Laboratories have long used various forms of automation to ease the burden of sample handling: traditional liquid-handling robots can streamline routine pipetting and dilution steps, and automated solid-phase extraction systems can help to standardize cartridge-based cleanup procedures. Newer tools – including digital workflow tracking, integrated sensors, and AI-assisted optimization – also contribute to greater consistency. However, these approaches typically address only isolated parts of the workflow and are often limited when matrices are complex or require multiple sequential operations. As workflows become more demanding, partial automation may no longer be enough to support integrated extraction, cleanup, and dilution steps (1,2).
Building on these foundations, recent developments in laboratory automation have introduced more comprehensive platforms capable of handling complex sample preparation workflows with far greater consistency than manual methods. Modern systems can automate essential operations such as extraction, mixing, filtration, and dilution, while controlling volumes and transfer conditions to maintain accuracy at trace levels. Many platforms also support multiple sample formats and can prepare extracts suitable for direct introduction into chromatographic instruments. Importantly, next generation automated approaches are increasingly aligned with sustainability goals, allowing reduced solvent consumption and more efficient use of reagents (2). Standardizing critical stages of preparation in this manner helps to reduce variability and streamline high-throughput workflows.

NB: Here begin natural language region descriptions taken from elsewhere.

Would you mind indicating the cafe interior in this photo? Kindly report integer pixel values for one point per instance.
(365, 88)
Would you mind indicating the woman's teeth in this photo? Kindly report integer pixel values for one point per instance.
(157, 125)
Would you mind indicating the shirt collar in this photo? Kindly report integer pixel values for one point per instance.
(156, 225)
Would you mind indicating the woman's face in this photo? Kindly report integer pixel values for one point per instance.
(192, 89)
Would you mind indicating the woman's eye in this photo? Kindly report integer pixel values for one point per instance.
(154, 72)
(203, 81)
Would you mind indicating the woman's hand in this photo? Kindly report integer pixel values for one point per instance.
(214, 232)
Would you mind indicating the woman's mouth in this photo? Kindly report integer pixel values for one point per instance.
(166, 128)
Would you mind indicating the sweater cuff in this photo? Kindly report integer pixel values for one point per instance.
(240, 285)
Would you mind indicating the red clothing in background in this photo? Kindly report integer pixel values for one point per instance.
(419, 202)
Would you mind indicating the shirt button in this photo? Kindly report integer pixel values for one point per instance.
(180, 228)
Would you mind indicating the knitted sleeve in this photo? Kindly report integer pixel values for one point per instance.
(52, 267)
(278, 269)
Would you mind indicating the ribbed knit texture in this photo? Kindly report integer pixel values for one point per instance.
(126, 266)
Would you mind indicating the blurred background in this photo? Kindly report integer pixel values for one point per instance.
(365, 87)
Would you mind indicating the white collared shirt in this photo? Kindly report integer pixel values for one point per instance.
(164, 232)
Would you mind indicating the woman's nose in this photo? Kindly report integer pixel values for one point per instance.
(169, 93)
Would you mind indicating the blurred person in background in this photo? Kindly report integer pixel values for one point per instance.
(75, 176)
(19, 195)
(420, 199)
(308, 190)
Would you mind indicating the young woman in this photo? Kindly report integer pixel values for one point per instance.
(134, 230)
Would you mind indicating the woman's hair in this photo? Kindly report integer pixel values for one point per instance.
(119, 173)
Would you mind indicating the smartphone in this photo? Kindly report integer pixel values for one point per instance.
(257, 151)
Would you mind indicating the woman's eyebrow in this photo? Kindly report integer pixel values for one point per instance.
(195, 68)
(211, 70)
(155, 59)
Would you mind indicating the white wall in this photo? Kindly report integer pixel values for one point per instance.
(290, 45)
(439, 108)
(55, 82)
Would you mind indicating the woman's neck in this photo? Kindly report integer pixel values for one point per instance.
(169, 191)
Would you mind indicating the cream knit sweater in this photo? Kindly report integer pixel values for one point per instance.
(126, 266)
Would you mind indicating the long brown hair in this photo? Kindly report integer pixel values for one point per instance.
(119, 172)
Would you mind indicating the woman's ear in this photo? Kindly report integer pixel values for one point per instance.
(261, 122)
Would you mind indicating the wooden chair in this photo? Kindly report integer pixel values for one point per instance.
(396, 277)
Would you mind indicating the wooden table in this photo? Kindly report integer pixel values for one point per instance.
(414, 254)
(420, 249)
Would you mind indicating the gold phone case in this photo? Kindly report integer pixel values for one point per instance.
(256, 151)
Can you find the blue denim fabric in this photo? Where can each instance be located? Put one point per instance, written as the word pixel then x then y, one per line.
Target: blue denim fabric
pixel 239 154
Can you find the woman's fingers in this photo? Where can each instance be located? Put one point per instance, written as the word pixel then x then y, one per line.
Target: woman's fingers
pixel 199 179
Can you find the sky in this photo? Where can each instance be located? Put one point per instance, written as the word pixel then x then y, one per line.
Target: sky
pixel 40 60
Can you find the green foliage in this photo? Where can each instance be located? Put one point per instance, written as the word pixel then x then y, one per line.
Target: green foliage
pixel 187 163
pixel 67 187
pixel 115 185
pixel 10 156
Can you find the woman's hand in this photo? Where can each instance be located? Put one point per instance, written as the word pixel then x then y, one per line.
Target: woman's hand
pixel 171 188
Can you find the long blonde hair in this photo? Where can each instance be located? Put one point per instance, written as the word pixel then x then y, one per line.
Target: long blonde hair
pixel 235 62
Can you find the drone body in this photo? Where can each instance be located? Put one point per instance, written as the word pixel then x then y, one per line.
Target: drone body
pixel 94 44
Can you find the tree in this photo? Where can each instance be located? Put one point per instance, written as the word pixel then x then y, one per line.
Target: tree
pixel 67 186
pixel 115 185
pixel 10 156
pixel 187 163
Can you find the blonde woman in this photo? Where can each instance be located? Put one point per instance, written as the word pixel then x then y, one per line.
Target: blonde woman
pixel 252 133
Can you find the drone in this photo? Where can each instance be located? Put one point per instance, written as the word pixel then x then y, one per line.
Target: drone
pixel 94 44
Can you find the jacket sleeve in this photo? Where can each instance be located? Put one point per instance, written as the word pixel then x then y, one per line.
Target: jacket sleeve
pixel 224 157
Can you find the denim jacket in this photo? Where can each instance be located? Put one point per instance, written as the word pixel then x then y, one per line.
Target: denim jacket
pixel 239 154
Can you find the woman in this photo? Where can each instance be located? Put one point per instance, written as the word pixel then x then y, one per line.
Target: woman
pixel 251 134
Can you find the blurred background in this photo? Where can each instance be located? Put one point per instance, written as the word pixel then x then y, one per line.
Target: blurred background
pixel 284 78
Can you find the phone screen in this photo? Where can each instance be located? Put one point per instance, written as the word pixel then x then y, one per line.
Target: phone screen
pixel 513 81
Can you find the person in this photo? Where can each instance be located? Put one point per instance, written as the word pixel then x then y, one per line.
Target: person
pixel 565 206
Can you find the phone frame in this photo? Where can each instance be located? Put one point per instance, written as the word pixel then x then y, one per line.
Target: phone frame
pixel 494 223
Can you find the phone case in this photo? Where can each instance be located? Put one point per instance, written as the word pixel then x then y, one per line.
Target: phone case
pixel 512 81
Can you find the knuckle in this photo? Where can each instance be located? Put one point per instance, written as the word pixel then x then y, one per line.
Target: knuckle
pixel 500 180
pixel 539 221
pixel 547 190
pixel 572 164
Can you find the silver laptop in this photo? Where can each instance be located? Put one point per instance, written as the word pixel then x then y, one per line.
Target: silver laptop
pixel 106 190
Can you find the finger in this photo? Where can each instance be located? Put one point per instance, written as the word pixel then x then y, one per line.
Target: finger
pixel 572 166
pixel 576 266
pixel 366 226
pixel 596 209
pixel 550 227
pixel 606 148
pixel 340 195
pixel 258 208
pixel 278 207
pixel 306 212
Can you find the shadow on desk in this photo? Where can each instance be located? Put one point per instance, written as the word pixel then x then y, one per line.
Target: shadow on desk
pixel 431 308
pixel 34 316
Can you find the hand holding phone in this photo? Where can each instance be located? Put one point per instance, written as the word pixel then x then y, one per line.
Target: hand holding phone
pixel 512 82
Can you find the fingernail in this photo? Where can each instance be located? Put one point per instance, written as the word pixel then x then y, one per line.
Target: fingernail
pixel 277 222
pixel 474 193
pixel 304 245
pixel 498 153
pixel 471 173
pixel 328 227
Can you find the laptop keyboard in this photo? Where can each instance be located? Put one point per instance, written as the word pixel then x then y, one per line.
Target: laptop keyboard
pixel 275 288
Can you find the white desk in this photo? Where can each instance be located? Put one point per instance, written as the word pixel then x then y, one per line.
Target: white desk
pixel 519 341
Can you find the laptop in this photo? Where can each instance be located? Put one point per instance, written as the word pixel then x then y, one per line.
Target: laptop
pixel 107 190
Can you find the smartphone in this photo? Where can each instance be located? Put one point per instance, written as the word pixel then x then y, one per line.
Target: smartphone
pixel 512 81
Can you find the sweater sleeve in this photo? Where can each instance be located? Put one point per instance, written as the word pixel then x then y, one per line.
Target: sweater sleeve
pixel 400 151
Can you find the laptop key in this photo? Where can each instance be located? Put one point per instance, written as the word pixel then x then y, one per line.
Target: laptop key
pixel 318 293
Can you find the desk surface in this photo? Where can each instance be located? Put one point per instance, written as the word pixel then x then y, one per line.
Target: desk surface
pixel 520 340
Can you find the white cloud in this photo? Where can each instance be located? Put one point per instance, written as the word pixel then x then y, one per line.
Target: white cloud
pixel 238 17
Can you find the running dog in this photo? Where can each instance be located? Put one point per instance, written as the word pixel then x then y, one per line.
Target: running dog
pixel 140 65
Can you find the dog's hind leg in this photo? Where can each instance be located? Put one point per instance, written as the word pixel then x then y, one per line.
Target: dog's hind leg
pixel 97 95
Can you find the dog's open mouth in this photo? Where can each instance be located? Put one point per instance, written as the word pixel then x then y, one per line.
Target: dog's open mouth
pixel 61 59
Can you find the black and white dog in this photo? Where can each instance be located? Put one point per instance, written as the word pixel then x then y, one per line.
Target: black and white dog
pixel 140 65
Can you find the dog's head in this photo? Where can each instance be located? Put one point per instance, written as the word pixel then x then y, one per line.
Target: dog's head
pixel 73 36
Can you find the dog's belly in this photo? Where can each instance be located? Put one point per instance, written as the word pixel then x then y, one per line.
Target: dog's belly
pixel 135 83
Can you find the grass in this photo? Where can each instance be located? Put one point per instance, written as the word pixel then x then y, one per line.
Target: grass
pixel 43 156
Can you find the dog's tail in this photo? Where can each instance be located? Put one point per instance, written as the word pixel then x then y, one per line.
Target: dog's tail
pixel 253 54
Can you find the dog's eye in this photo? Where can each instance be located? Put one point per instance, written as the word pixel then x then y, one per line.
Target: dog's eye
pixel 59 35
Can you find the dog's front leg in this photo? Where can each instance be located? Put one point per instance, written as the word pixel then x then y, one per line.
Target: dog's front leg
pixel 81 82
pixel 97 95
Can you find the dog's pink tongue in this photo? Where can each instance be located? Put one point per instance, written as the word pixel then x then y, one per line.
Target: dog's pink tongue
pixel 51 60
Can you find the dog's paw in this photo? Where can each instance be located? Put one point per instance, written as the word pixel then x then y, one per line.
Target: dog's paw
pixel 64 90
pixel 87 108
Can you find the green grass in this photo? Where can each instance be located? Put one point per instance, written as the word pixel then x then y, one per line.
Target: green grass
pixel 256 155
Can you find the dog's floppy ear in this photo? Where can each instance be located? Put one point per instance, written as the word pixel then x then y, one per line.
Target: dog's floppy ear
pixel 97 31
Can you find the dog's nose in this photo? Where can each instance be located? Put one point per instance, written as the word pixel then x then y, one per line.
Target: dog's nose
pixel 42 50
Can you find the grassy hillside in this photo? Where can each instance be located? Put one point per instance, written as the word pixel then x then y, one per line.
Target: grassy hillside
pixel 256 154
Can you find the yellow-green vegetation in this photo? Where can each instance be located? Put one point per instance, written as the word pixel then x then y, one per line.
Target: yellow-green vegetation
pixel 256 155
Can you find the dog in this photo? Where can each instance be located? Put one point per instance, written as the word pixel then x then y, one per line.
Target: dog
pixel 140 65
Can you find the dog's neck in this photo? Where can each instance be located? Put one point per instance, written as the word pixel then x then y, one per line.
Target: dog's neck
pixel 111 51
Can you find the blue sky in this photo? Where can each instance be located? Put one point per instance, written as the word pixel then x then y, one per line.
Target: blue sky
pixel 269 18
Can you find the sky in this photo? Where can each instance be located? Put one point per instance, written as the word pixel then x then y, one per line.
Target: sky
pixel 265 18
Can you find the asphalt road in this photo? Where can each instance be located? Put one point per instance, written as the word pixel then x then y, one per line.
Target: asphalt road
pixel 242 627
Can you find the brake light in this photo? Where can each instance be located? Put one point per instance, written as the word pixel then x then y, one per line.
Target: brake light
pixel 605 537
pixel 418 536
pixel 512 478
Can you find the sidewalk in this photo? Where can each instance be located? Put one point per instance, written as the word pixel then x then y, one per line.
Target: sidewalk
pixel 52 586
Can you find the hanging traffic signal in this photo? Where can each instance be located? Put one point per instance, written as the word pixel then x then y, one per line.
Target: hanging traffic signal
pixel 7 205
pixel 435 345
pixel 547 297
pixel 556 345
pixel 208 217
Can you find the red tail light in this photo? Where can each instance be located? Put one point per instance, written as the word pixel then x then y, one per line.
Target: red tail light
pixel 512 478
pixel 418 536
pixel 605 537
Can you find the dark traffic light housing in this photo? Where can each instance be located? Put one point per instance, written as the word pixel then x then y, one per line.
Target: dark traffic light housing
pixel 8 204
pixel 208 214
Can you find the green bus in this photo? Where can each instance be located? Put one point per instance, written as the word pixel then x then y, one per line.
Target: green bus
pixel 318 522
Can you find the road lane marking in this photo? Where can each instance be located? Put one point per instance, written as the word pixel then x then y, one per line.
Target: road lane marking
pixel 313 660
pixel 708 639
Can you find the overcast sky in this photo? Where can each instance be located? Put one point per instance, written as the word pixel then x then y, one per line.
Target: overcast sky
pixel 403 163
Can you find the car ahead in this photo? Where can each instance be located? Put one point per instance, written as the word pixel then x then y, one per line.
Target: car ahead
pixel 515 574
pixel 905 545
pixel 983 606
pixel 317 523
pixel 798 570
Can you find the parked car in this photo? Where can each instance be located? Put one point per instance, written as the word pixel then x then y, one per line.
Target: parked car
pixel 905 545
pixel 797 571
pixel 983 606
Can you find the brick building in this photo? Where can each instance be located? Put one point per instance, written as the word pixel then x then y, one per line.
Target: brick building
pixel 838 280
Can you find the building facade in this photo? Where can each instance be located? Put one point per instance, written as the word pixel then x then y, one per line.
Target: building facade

As laboratories move toward more comprehensive automation, many are already seeing tangible benefits in day-to-day workflows. In our experience working with high-throughput testing facilities, shifting from fully manual extraction, mixing, filtration, and dilution to more structured, sequentially controlled preparation can substantially reduce hands-on time. Workflows that once required several hours of technician input are often completed in far less time simply because repetitive steps are standardized and volumes, mixing conditions, and filtration parameters all applied consistently.
These efficiencies are particularly important when quantifying cannabinoids and terpenes at trace levels, where even small variations can affect accuracy. Facilities adopting more coordinated preparation protocols also report improved reproducibility across operators, leading to fewer repeat analyses and steadier throughput. Similar patterns are emerging across other high-volume testing sectors, illustrating how multi-step automation – rather than isolated robotic tasks – helps laboratories keep pace with rising sample loads and increasingly stringent regulatory expectations.
In conclusion, automation of sample preparation offers a practical solution to current bottlenecks in analytical chemistry workflows – streamlining complex protocols and reducing manual variability to provide more accurate and reliable results. These improvements are especially valuable in applications that require confident identification of trace level compounds across food, environmental, and pharmaceutical testing. Experiences from laboratories that have adopted automated preparation show clear benefits in throughput, reproducibility, and staff workload. As analytical demands continue to rise, and regulatory expectations become more stringent, flexible automated solutions will play a key role in maintaining efficiency and ensuring high quality results.
References
- DAV Medina et al., “Modern automated sample preparation for the determination of organic compounds: A review on robotic and on-flow systems,” Trends in Analytical Chemistry, 166, 117171 (2023).
- WA Khan et al., “Automation and high throughput sample analysis with various platforms in microextraction techniques: A need for ecofriendly, green, and cost-effective sample preparation approaches – A review,” Trends in Analytical Chemistry, 189, 118247 (2025).